> something I have wanted to do is modify Alex so that â turns into the
> regular expression 0xe2 0x88 0x80 (and so forth) so that ghc (whose
> lexer is generated from alex) can simply accept utf8 input.
I also really want to get GHC accepting UTF-8 source files, but I don't think this is
the best way to go about it.
Sure, you can run Alex over the UTF-8 source, but the grammar will be huge. A simpler
way is to take advantage of the fact that Haskell only uses 5 classes of Unicode
characters: uniSmall, uniLarge, uniWhite, uniSymbol, and uniDigit.
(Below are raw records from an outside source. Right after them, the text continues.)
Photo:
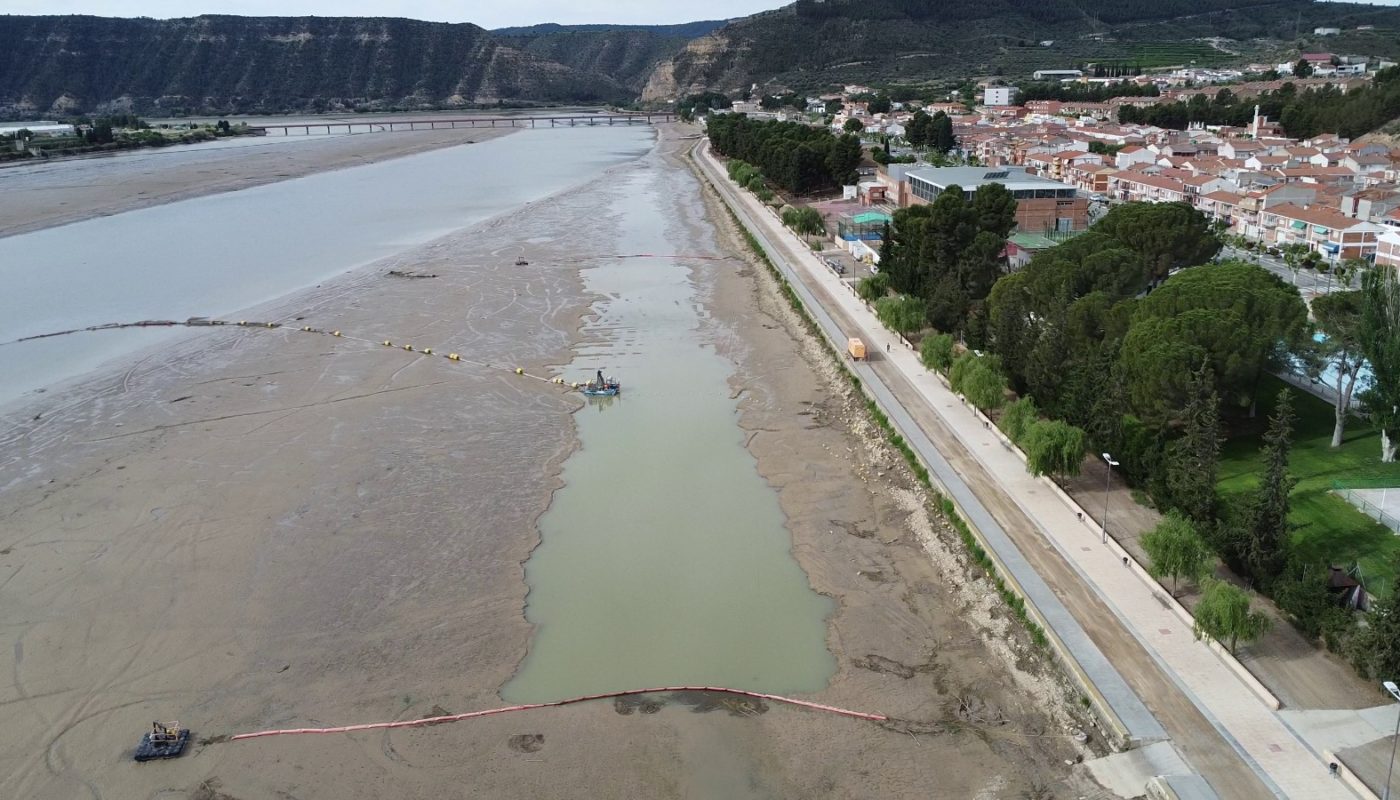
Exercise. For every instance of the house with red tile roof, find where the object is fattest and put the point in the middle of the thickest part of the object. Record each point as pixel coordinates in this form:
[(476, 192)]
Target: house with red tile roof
[(1323, 230), (1138, 187)]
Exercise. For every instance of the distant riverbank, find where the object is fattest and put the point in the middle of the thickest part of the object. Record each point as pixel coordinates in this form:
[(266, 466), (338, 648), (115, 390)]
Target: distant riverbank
[(58, 192)]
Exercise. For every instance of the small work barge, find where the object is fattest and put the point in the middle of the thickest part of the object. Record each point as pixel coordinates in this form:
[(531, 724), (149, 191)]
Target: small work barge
[(164, 740), (601, 387)]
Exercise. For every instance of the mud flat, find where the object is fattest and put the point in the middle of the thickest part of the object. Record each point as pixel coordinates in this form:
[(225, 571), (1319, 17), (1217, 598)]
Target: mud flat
[(67, 191), (270, 528)]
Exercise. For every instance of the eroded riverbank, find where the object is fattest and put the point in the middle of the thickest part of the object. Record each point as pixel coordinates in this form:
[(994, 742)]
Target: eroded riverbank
[(265, 528)]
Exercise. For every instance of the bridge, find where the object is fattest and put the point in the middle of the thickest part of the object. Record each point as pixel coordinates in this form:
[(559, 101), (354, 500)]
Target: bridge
[(402, 125)]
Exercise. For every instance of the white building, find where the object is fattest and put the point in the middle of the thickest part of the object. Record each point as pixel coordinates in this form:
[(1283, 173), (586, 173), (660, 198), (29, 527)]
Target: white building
[(37, 128), (1000, 95), (1056, 74)]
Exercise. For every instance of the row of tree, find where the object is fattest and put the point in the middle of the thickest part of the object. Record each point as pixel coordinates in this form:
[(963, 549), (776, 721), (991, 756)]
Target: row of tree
[(934, 132), (949, 254), (1302, 114), (1084, 93), (797, 157), (1117, 341)]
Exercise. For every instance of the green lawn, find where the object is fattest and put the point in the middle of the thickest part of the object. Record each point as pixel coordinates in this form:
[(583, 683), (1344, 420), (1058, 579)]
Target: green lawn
[(1329, 527)]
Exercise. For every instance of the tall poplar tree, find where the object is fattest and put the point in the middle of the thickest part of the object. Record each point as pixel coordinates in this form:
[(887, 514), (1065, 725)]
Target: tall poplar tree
[(1266, 534), (1193, 463)]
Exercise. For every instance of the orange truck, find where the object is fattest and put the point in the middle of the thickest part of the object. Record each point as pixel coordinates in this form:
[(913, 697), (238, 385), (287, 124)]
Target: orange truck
[(856, 349)]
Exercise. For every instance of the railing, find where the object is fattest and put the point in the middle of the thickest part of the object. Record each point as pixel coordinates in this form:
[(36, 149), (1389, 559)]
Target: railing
[(1367, 507)]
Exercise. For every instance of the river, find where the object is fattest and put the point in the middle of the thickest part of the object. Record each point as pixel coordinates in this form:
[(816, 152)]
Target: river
[(664, 558), (223, 252)]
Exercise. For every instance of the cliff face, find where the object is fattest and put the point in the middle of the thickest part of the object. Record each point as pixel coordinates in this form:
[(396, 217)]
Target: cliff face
[(815, 44), (228, 65), (626, 55)]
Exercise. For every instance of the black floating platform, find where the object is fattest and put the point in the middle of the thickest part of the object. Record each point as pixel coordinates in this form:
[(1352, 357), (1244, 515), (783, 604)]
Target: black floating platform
[(151, 750)]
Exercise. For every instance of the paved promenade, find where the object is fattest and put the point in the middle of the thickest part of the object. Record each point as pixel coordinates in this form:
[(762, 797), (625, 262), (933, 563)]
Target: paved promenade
[(1235, 706)]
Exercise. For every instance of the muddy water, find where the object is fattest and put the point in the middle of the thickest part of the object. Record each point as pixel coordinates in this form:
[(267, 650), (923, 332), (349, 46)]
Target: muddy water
[(221, 252), (664, 559)]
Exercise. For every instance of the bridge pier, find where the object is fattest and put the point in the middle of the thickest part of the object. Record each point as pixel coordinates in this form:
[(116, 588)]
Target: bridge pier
[(574, 121)]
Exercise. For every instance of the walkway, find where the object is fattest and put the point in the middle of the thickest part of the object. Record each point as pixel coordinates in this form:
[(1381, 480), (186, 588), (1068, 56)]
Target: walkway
[(1221, 695)]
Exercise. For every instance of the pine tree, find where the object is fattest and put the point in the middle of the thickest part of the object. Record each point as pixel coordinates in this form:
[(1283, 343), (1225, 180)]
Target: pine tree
[(1266, 534), (1194, 458)]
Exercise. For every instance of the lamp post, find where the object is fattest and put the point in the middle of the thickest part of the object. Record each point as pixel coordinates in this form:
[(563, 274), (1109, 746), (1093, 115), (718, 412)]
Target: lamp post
[(1108, 482), (1395, 692)]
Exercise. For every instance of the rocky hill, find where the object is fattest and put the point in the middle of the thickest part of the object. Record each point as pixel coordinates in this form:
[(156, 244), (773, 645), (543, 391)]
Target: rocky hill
[(231, 65), (227, 65), (814, 44), (626, 53)]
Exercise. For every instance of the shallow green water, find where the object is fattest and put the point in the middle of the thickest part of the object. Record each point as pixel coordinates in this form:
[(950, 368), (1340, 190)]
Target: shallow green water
[(664, 559)]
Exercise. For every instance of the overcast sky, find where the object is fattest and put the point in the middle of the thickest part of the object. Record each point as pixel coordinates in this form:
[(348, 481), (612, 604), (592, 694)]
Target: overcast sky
[(489, 14)]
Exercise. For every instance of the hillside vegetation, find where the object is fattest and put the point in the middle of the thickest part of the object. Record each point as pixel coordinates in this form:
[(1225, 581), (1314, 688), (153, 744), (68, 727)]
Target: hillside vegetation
[(815, 44), (230, 65), (625, 53)]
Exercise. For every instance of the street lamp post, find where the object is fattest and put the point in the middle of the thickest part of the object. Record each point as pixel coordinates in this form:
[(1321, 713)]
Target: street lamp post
[(1108, 482), (1395, 692)]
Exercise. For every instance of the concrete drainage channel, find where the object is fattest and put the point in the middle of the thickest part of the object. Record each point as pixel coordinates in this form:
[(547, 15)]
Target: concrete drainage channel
[(1124, 718)]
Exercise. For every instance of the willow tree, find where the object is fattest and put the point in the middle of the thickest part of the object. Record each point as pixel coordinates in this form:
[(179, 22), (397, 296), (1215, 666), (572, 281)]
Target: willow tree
[(1379, 338), (1339, 318)]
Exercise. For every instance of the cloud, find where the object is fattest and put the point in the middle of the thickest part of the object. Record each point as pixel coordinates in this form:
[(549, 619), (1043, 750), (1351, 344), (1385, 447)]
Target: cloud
[(485, 14)]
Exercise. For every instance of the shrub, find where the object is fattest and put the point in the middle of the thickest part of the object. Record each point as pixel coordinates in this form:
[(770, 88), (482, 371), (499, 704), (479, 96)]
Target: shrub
[(804, 220), (874, 287), (937, 352), (1053, 447), (1018, 418), (902, 314)]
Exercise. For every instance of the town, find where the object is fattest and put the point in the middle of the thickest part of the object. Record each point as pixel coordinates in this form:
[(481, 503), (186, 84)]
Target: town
[(1070, 160)]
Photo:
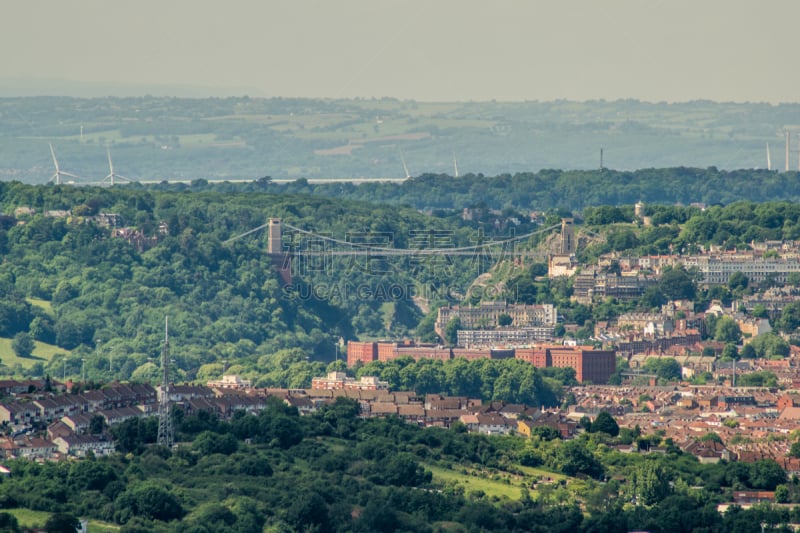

Alex has a good
input abstraction behind which you can hide the translation from UTF-8 to Char, so you
can map these 5 classes of unicode characters onto 5 special Char values, and use Alex
unmodified.
Well, perhaps Alex will need a small modification so that its upper bound on Char
values is variable (currently it is fixed at 255).
Then you have to think about whether GHC keeps strings internally in UTF-8 or expanded
unicode. Perhaps UTF-8 is initially easier (not much change to the FastString type),
but this might have further ramifications.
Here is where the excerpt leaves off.